John Charles Reynolds (June 1, 1935 – April 28, 2013) was an American computer scientist.

Education and affiliations
John Reynolds studied at Purdue University and then earned a Doctor of Philosophy (Ph.D.) in theoretical physics from Harvard University in 1961. He was a professor of information science at Syracuse University from 1970 to 1986. From then until his death he was a professor of computer science at Carnegie Mellon University. He also held visiting positions at Aarhus University (Denmark), University of Edinburgh, Imperial College London, Microsoft Research (Cambridge, UK) and Queen Mary University of London.

Academic work
Reynolds's main research interest was in the area of programming language design and associated specification languages, especially concerning formal semantics. He invented the polymorphic lambda calculus (System F) and formulated the property of semantic parametricity; the same calculus was independently discovered by Jean-Yves Girard. He wrote a seminal paper on definitional interpreters, which clarified early work on continuations and introduced the technique of defunctionalization. He applied category theory to programming language semantics. He defined the programming languages Gedanken and Forsythe, known for its use of intersection types. He worked on a separation logic to describe and reason about shared mutable data structures.

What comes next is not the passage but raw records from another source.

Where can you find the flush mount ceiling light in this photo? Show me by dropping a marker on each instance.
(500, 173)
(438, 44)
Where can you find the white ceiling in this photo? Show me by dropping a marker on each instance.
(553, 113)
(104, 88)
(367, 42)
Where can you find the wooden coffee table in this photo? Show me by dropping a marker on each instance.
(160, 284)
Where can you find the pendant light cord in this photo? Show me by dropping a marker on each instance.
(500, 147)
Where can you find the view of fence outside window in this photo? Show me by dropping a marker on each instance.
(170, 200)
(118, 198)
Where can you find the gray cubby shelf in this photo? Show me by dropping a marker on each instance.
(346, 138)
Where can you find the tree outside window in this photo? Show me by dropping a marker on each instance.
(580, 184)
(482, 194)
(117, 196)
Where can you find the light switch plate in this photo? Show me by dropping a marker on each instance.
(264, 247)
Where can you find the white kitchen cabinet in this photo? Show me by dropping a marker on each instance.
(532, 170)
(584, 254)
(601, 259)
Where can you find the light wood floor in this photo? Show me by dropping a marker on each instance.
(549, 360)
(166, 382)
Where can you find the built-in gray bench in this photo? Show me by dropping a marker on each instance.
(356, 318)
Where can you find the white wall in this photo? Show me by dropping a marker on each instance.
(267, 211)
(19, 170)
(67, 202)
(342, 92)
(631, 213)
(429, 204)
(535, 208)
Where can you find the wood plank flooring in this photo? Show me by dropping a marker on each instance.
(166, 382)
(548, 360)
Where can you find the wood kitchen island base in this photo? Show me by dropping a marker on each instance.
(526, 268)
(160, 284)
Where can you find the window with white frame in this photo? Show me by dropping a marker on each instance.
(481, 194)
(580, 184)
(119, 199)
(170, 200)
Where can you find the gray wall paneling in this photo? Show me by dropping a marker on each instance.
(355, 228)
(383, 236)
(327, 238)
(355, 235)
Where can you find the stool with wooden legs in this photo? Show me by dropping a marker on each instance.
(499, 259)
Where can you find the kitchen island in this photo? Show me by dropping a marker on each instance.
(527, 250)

Reynolds created an elegant, idealized formulation of the programming language ALGOL, which exhibits ALGOL's syntactic and semantic purity, and is used in programming language research. It also made a convincing methodologic argument regarding the suitability of local effects in the context of call-by-name languages, in contrast with the global effects used by call-by-value languages such as ML. The conceptual integrity of the language made it one of the main objects of semantic research, along with Programming Computable Functions (PCF) and ML.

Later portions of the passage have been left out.